The SFLSIZ (Subfile Size) keyword indicates the number of records to be included in the subfile. In Figure 17.10, the SFLSIZ keyword indicates that the subfile size is 32 records. If the software developer underestimates the size of the subfile and the program tries to WRITE more records to the subfile than have

been defined in the SFLSIZ keyword, the system will send a file status 9M error to the program. Since a file status error beginning with 9 is a severe error that will cause the program to terminate, a procedure must be added to the program to prevent this error. In our program examples, we specify the PROCESS FS9MTO0M statement as the first statement in the program. This statement changes the file status 9M return code to 0M (File Status 9M TO 0M). See Appendix D for more information on the PROCESS statement. Changing the file status prevents a program interrupt and also allows the subfile to grow dynamically. When the program tries to write more records to the subfile than are specified in the SFLSIZ keyword, the subfile will automatically be extended to make room for any additional records. Remember, however, that the PROCESS FS9MTO0M statement must be specified to prevent the program interrupt and allow the subfile to grow dynamically.

Figure 17.10. (DDS) for the subfile control-record format SFLCONTROL.

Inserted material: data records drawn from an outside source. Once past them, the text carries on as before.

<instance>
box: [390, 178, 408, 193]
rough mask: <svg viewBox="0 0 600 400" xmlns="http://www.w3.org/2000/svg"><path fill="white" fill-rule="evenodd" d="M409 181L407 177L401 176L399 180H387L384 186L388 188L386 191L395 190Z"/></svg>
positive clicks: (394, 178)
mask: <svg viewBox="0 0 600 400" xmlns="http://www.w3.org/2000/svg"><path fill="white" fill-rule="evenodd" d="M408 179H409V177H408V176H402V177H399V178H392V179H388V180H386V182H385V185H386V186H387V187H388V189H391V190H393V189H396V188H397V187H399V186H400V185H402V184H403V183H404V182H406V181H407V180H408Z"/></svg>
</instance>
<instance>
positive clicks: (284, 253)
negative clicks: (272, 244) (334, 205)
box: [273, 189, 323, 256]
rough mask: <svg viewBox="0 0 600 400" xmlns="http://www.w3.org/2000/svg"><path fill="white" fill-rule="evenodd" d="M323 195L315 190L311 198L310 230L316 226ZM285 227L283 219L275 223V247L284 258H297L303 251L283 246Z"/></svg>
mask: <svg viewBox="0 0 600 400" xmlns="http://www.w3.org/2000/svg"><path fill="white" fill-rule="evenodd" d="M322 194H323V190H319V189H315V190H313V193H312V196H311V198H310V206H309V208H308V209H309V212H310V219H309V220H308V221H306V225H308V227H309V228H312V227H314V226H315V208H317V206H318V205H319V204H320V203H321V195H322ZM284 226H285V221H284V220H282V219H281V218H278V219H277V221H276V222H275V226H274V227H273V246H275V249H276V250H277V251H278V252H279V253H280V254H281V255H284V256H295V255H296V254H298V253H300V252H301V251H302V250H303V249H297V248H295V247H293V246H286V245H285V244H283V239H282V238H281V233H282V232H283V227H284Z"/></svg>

The SFLPAG (Subfile Page) keyword indicates the number of records in a page, that is, the number of records that will be retrieved from the subfile and displayed on the screen at one time. The SFLPAG keyword in Figure 17.10 indicates that eight records are displayed on the screen at one time. The number 8 in parentheses follows the keyword SFLPAG. There is no space between the keyword and the number. The page number is determined by the number of available lines on the screen after all other lines have been defined.

The SFLDSP (Subfile Display) keyword indicates when to display the subfile. An indicator usually controls this keyword to tell the system when the subfile is displayed. Thus, in our example, if the SFLDSP keyword is active (i.e., indicator 50 is off) when the control-record format is written to the workstation, the subfile is also displayed.

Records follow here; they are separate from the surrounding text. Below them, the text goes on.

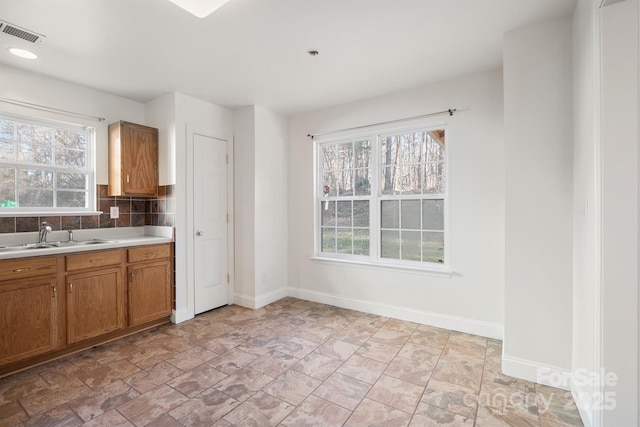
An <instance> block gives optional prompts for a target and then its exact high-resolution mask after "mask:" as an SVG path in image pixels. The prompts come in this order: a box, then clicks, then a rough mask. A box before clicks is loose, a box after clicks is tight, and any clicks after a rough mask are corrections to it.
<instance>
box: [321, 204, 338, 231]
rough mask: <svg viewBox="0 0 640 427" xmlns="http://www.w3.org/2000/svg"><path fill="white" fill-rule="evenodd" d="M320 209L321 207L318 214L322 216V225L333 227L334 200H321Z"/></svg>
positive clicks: (335, 224) (334, 222)
mask: <svg viewBox="0 0 640 427" xmlns="http://www.w3.org/2000/svg"><path fill="white" fill-rule="evenodd" d="M320 209H321V210H320V216H321V217H322V225H324V226H332V227H335V225H336V202H327V201H323V202H322V206H321V208H320Z"/></svg>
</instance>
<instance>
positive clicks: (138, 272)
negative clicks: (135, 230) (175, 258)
mask: <svg viewBox="0 0 640 427" xmlns="http://www.w3.org/2000/svg"><path fill="white" fill-rule="evenodd" d="M171 248H172V247H171V245H168V244H165V245H155V246H144V247H138V248H132V249H129V250H128V254H127V260H128V261H129V266H128V269H127V273H128V275H127V277H128V278H129V283H128V286H129V325H130V326H135V325H140V324H142V323H146V322H149V321H152V320H156V319H161V318H163V317H167V316H169V315H170V314H171V308H172V302H173V301H172V300H173V298H172V296H173V295H172V294H173V293H172V290H173V286H172V277H173V262H172V259H173V253H172V250H171Z"/></svg>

The SFLDSPCTL (Subfile Display Control) keyword controls the display of any output fields or constants defined in the control-record format. Since the

headings defined in the control-record format are for the subfile, this keyword is usually controlled by the same indicator as the SFLDSP keyword.

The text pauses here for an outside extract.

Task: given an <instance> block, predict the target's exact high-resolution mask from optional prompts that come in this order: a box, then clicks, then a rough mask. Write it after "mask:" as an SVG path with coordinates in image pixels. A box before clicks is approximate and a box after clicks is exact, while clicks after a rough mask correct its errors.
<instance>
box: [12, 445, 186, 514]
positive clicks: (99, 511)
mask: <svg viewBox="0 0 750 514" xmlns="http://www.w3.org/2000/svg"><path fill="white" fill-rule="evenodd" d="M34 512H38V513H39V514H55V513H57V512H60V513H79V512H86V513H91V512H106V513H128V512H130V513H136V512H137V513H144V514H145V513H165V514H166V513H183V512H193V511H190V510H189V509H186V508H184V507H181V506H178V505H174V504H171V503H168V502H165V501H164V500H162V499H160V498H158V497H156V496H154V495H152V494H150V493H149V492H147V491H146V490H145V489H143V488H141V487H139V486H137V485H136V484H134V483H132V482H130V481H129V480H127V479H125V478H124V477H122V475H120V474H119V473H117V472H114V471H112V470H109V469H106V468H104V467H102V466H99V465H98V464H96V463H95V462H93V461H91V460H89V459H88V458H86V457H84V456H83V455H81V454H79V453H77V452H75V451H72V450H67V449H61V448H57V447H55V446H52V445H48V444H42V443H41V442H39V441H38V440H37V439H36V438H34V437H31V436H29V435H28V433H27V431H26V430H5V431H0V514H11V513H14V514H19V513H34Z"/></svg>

The SFLCLR (Subfile Clear) keyword indicates when the subfile should be cleared. An indicator also controls this keyword. If the SFLCLR keyword is active (i.e., indicator 22 on) when the subfile control-record format is written to the workstation, the subfile is cleared of records. If an indicator did not condition this keyword, the system would clear the subfile every time a WRITE operation was performed on the control record.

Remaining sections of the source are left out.